Testing sites in Minneapolis and St. Paul are now open two hours earlier and the one in Duluth is adding an extra day before they all close for several days starting Friday.

The sites also offer the rapid antigen swab test that experts recommend taking the same day as your gathering.

They also suggest laying low in the days leading up to Christmas, along with not engaging with large crowds and keeping your mask on before the get-togethers that so many of us are looking forward to.

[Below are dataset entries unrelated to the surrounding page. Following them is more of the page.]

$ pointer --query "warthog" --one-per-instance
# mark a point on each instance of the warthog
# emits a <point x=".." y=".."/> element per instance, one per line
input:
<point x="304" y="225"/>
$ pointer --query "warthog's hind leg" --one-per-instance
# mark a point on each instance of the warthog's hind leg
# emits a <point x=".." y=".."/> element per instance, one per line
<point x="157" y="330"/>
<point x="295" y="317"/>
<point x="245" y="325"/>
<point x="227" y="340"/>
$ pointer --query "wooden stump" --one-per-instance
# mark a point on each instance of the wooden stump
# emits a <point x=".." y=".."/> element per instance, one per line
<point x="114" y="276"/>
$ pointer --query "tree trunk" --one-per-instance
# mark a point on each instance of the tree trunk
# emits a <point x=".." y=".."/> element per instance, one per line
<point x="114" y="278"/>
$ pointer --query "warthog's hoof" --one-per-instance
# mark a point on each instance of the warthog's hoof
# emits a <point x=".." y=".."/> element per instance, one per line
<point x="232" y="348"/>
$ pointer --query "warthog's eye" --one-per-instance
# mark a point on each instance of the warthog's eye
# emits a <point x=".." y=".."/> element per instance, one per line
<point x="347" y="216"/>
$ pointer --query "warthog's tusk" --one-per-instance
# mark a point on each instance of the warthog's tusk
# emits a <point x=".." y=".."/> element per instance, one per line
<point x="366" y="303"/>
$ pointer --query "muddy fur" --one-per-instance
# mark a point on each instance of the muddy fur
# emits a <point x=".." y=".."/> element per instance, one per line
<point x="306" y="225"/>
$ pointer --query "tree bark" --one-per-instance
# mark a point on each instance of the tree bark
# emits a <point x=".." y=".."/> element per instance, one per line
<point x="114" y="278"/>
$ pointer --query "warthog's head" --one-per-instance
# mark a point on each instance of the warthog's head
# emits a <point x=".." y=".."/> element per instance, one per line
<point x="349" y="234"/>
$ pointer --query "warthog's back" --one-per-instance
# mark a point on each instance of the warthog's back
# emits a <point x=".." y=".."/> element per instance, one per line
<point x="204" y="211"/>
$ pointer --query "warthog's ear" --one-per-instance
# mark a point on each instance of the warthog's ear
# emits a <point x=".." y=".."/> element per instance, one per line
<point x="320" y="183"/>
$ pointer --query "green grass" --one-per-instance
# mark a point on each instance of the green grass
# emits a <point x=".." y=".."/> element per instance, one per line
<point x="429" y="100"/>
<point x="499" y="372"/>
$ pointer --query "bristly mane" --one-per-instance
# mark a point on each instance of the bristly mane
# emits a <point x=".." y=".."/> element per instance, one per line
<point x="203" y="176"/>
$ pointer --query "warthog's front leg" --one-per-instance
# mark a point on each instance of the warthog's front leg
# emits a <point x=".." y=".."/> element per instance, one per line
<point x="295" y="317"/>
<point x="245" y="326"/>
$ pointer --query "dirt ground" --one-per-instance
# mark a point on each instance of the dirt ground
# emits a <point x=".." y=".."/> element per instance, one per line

"We continue to encounter people who are defiant and denying what is actually going on," said Kurt. "We're in a pandemic, so it only seems logical that this is what we would do to get through it."

Mayo Clinic is also offering people its interactive COVID-19 map that helps people make decisions this holiday season. Scientists worked together to track cases and put together a model that incorporates real time data.

Using the data, the tool has county-by-county information nationwide - including vaccination rates - and offers predictive modeling that forecasts where hot spots will emerge over the next 14 days.